This repository contains the supplemental material for a paper submitted to ISWC 2019.
The resources for this submission include:
- resources: summarizes and includes further computed resources which are used as input for the experiments.
- 1-lov4iot-metadata: The cleaned and extended metadata set for the collected ontologies through LOV4IoT.
- 2-scholar-data: The respectively crawled scholar data and cleaned citation history.
- 3-popularity-scores: The computed popularity scores.
- 4-ground-truth: The mined ground truth, with labels mapped to a pointwise scale (0-4).
- 5-training-data: The training data with extracted features for all query-ontology pairs in the training set.
- 6-benchmarks: The mined ground truths from LOV and BioPortal, with labels mapped to a pointwise scale (0-4).
- 7-test-data: The test data with extracted features for all query-ontology pairs in the test sets.

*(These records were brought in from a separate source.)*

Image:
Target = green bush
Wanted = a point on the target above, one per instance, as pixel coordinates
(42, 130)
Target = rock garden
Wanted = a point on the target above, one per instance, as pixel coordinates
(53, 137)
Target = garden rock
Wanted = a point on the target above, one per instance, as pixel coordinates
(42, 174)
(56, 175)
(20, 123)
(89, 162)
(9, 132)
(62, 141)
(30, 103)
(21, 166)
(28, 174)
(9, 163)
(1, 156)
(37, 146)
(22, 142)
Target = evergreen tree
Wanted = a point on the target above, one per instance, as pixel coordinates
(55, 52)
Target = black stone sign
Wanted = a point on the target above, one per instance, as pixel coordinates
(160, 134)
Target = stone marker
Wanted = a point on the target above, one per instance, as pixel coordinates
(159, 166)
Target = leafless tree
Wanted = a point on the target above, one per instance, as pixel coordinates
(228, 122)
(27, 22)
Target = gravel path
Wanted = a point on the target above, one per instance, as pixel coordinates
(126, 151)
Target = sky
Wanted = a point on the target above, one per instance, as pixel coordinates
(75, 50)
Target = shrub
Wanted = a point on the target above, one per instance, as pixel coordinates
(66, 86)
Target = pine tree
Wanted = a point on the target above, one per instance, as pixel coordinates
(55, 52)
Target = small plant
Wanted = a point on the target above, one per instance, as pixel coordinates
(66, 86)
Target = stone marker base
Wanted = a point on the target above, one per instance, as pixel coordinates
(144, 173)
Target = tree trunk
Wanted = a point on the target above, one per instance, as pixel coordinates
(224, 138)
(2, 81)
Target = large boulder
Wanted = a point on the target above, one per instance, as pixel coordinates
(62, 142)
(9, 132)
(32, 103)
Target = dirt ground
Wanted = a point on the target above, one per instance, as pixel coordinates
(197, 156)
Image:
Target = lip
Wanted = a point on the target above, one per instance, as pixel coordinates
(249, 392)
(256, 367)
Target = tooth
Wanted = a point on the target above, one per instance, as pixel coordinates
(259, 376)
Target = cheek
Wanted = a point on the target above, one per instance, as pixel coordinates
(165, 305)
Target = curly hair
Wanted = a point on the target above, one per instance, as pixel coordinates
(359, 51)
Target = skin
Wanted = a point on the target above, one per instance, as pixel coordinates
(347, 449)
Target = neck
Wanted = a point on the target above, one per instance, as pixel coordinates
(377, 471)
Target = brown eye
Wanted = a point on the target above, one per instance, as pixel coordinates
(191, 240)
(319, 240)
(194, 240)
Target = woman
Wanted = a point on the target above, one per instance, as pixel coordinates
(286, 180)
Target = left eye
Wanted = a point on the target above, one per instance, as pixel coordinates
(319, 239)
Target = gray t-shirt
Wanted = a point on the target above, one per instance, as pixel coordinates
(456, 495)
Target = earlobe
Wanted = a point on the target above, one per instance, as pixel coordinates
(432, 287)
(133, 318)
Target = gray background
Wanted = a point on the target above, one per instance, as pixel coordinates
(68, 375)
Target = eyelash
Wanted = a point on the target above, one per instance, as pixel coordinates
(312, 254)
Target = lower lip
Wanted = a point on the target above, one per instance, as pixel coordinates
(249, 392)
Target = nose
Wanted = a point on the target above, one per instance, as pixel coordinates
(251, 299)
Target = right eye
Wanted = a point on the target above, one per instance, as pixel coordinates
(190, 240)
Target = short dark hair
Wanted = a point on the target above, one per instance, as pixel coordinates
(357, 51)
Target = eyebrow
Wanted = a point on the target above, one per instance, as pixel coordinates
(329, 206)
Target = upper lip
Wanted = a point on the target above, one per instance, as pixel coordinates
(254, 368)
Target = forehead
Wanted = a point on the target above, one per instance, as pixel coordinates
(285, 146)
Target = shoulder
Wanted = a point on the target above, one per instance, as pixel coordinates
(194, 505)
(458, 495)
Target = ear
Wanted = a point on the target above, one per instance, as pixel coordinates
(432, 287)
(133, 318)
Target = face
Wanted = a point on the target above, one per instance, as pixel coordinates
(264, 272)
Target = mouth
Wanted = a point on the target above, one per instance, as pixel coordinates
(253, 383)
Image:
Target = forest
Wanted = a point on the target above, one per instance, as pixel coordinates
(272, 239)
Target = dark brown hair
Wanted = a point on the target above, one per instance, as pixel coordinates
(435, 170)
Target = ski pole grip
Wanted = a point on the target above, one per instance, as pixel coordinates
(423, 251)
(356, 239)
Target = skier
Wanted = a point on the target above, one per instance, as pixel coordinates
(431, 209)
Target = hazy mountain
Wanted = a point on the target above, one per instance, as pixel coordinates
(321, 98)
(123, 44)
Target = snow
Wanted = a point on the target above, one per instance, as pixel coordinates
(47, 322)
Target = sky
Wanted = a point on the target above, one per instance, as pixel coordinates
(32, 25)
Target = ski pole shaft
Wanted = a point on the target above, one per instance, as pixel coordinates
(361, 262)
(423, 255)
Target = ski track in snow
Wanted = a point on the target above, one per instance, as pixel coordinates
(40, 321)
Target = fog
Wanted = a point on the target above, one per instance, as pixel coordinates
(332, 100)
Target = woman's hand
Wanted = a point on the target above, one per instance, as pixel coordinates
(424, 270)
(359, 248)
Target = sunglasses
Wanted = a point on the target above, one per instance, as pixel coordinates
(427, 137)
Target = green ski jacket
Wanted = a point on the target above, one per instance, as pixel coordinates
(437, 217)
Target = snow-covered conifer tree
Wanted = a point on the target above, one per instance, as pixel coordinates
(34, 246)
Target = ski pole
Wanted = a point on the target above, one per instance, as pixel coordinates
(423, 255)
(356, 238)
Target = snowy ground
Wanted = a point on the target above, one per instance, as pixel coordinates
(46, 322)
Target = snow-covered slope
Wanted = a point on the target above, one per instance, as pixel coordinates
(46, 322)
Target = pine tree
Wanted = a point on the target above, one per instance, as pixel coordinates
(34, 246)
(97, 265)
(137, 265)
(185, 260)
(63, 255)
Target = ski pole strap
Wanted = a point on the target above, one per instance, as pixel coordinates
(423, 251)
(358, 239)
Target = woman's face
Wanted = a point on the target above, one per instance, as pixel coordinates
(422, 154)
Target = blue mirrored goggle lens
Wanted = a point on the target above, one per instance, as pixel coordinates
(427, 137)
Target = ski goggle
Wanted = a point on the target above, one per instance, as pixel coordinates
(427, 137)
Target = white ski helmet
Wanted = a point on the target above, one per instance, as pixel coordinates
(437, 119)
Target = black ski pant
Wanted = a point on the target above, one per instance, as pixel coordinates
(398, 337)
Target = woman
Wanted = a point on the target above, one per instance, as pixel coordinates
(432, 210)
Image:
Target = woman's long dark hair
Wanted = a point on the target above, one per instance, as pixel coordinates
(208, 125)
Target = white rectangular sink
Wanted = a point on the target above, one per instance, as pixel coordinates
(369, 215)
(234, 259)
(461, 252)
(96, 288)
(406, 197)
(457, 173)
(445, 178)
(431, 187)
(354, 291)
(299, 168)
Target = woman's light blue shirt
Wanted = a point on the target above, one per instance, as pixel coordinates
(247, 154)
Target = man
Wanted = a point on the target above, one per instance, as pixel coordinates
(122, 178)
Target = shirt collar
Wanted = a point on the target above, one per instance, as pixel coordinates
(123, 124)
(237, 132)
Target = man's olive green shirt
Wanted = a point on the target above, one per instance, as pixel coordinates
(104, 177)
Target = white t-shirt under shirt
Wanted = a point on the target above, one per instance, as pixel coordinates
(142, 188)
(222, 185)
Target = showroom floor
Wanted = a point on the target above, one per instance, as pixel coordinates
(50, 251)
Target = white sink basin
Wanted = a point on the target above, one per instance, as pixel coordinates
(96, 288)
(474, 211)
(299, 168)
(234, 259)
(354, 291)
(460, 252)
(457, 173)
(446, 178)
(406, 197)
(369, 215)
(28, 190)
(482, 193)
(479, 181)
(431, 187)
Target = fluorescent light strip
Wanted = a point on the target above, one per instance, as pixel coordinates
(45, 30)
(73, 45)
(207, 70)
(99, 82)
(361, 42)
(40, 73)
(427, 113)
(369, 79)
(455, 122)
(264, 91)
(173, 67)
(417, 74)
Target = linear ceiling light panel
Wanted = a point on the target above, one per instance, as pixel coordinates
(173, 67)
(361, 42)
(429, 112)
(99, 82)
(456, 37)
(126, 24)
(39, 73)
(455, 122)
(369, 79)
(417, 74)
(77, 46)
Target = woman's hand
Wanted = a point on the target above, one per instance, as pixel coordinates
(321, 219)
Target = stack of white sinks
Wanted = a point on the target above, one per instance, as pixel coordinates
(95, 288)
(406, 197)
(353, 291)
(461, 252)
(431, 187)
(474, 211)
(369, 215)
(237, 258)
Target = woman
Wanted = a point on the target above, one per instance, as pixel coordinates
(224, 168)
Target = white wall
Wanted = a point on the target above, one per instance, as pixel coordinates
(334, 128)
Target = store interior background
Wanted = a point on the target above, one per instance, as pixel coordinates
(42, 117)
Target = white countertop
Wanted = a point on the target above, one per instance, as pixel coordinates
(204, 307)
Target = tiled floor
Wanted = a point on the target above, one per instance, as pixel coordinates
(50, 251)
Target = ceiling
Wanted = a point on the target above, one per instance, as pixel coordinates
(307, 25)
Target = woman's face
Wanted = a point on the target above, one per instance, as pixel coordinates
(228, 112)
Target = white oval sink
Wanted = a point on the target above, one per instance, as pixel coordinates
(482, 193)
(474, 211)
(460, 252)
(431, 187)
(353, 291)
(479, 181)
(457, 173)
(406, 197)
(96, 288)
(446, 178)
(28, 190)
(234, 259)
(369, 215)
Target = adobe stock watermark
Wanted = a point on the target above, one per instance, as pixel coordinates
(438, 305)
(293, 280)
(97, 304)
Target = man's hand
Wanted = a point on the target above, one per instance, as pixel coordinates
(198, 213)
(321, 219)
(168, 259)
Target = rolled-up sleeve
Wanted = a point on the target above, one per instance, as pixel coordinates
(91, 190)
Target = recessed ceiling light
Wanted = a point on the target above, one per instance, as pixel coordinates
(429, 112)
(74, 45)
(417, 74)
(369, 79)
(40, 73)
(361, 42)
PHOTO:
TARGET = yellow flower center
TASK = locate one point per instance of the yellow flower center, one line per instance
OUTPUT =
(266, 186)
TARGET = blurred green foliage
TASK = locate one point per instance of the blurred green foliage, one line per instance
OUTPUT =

- experiments: includes the R scripts and relevant resources to perform the experiments.
- others:
- lov-motivation: includes the data and R script to generate the figure for the motivation of this study.
- data-collection: includes the R scripts and relevant resources to generate the ground truth for training (experiment 1) and the benchmarks of the LOV and BioPortal platforms (experiment 2).
- The derived resources can be reviewed without any script execution. The main contributions in terms of resources are:
- Training set (./resources/5-training-data/TrainingSet.txt)
- LOV test set (./resources/7-test-data/LOVTestSet.txt)
- BioPortal test set (./resources/7-test-data/BioPortalTestSet.txt)
- The main contribution in terms of experiments is located at: experiments/experiments-train-test.R, more detailed instructions for replicated the paper results are given in the file header.
- R: The scripts are implemented in R, a convenient way to set up a R environment is RStudio: https://www.rstudio.com/
- Java: The experiments further require Java, as the scripts rely on the RankLib library.
- The experiments have been performed and tested on MacOS.
- Before execution of any R script, the working directory needs to be set to the source file location.
- Some scripts may have further requirements which are detailed in the file header (e.g., might require a valid API key).
- Some scripts may be resource intensive and require a long time to complete. The data collection (if desired to execute them) will require ~6GB available disk storage.